LOL, he texted back. WHAT ARE YOU DOING TONIGHT?
Later that night, I waited for him to get off work.
His text appeared: I’LL BE LATE.
Days later, jittery, hypomanic, I stood in the concrete aisle of a used bookstore, tiny puddles squeaking under each of my sandals, a spring thunderstorm pummeling the roof. My hands trembled as I paced, smelling the slightly sweet, vaguely hypnotic smell of decaying paper, looking for something, looking for something. The new relationship had me buzzed. My phone vibrated in my pocket, somebody calling. No way could I contemplate answering. Reading was impossible; no way was I sitting still. I knew that. But book shopping was something I could do. I needed a book to find me.
When it did, when I saw the one, I took it from the shelf and opened the cover. Tucked in the pages was a plane ticket the previous owner had used as a bookmark. The flight was from Nashville to Argentina. The carrier was United.
This is crazy, I thought. This is crazy.
This was the language of God.
I floated above, saw invisible things.
I closed the cover, bought the book, and called Paolo from the parking lot.
His voice echoed off his lab’s hard surfaces.
I asked him, “If you came with a warning label attached to you, what would it read?” This was after we’d had sex for the third time. As if anything he’d say could change the way I was about to feel about him.

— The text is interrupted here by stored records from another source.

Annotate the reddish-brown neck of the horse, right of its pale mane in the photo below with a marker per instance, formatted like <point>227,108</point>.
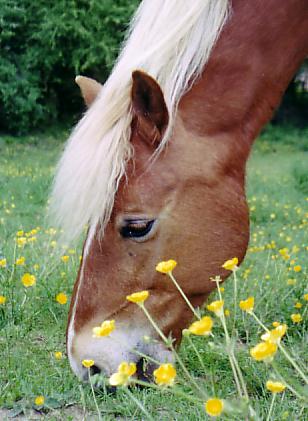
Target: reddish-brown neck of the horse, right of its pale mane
<point>255,58</point>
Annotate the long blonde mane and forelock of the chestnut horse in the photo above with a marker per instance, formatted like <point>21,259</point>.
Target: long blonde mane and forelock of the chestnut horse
<point>170,40</point>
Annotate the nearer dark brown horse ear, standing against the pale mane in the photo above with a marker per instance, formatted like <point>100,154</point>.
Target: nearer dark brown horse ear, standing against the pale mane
<point>149,107</point>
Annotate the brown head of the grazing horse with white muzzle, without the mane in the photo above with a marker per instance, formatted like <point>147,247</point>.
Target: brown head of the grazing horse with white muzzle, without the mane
<point>182,204</point>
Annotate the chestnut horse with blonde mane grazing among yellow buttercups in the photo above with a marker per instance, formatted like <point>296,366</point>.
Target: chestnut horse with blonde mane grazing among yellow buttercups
<point>156,167</point>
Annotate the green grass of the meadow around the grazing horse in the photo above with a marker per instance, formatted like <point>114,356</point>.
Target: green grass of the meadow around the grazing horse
<point>32,322</point>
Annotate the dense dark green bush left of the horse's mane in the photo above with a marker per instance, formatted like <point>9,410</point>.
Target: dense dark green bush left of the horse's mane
<point>44,45</point>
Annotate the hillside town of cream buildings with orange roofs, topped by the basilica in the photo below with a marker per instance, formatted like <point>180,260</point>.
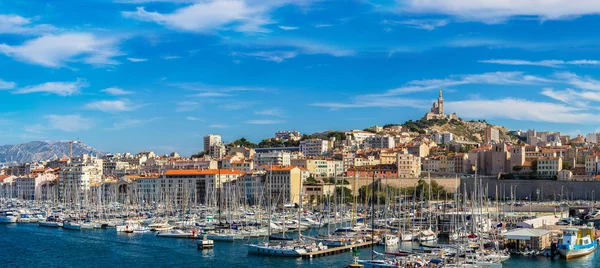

He laughed quietly. I pictured him cupping the phone with his other hand. “Why do you ask?”
“Because I want to know. I want to know you. At the beginning of relationships people usually know what the problems will be, but they minimize them.”
“Is that a psychologist thing or a bipolar thing?” I could practically hear him grinning. “Or both?”
“I guess you won’t say,” I said.
I heard the sound of a door closing, his voice adjusting to having more privacy. “I don’t get it. You want me to tell you what problems I’m going to cause you in the future?”